When Lucrezia didn’t answer, my eyes enlarged to the size of apples. I omitted a hushed cry of grief from my quivering lips. “L-lucrezia? Lucrezia, can you hear me?!”

A weak, high-pitched groan came from the dormant body on the persian carpet. Her frail voice rasped one feeble word. Cecilia

I summoned all of the little strength that remained in me. I used my trembling hands to pick up Lucrezia’s tiny body and place her on my lap. I did not have the strength to place her on the bed or rise from my wooden chair. She cannot even have a deathbed.

    “Lucrezia, can you hear me?”

    I let out a ragged breath of relief at the slight nod and single whisper, quieter than the flapping of an owl’s silent wings. “Yes.”

    “You must listen to me,” I murmured.

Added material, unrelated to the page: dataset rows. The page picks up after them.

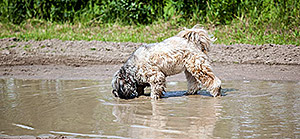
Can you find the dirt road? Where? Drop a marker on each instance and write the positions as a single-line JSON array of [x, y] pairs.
[[96, 60]]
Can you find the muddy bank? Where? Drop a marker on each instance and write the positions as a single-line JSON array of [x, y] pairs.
[[56, 59], [81, 53]]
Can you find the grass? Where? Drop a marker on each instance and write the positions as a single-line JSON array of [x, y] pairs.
[[239, 31]]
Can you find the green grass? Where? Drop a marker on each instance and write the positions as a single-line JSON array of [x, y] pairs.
[[239, 31]]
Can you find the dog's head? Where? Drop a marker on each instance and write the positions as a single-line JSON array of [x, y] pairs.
[[198, 36], [124, 85]]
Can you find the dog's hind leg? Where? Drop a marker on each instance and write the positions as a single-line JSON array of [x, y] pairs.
[[199, 67], [193, 84]]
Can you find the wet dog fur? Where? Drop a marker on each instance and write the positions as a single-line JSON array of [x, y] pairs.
[[150, 64]]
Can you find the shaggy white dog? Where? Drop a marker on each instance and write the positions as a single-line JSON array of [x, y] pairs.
[[149, 65]]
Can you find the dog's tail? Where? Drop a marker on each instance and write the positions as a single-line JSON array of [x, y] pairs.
[[198, 36]]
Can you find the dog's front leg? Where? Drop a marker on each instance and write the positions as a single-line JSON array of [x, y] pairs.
[[158, 85]]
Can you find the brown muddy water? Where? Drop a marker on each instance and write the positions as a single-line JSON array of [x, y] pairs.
[[87, 109]]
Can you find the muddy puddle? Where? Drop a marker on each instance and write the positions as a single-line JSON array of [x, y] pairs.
[[87, 109]]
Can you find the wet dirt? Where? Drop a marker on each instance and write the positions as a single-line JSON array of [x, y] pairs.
[[56, 59], [87, 109]]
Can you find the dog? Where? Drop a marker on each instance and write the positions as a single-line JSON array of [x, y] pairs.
[[150, 64]]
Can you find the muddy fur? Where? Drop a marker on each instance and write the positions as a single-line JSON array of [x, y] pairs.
[[152, 63]]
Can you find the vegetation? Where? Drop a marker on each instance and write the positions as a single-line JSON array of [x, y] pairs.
[[231, 21]]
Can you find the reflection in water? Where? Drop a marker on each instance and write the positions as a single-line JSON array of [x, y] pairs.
[[173, 117], [83, 108]]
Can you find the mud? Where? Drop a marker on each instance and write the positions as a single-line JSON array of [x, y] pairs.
[[87, 109], [56, 59]]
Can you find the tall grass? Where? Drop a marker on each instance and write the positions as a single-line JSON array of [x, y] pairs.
[[242, 21]]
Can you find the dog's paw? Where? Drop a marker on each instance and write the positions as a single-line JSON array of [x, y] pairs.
[[155, 96], [216, 92]]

My pain was suddenly staggering. If we were both to die, I wanted Lucrezia to die first. I did not want her to weep over my lifeless body. We would meet again in only a matter of minutes in the eternal kingdom of heaven. “You must know that I love you more than anything in this world.”

    “More than Mama or Papa?” Lucrezia muttered under her breath.

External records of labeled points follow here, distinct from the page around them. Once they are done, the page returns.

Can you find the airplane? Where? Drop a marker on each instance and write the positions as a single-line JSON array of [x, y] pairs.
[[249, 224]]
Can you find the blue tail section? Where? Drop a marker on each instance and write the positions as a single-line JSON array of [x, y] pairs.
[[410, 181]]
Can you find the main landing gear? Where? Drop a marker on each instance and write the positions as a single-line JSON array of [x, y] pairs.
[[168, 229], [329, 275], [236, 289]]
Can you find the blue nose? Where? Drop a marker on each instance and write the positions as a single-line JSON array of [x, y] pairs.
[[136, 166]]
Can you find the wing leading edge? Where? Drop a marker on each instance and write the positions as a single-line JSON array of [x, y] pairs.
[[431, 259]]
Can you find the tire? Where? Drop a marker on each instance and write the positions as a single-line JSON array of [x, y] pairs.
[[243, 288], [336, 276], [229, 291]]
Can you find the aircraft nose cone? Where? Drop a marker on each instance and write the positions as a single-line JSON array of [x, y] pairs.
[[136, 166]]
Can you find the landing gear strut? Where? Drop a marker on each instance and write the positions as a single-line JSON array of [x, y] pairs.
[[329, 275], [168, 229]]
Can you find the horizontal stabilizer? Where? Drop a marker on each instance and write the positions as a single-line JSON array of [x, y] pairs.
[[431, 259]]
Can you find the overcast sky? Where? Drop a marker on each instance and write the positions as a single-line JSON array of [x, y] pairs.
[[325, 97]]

    I nodded slightly, conjuring every ounce of life I had left in me. “More than Mama or Papa.” My voice had become as soft as my sister’s. “And when we die, we will not be apart. You will not be alone. We will live together for all eternity in the Kingdom of the Angels. We will be with God.”

    Lucrezia looked up at me with the most fearful expression that I had ever seen. That alone could kill me more easily than Typhoid. “You said we would not die,” she whispered. “You said we would not die!”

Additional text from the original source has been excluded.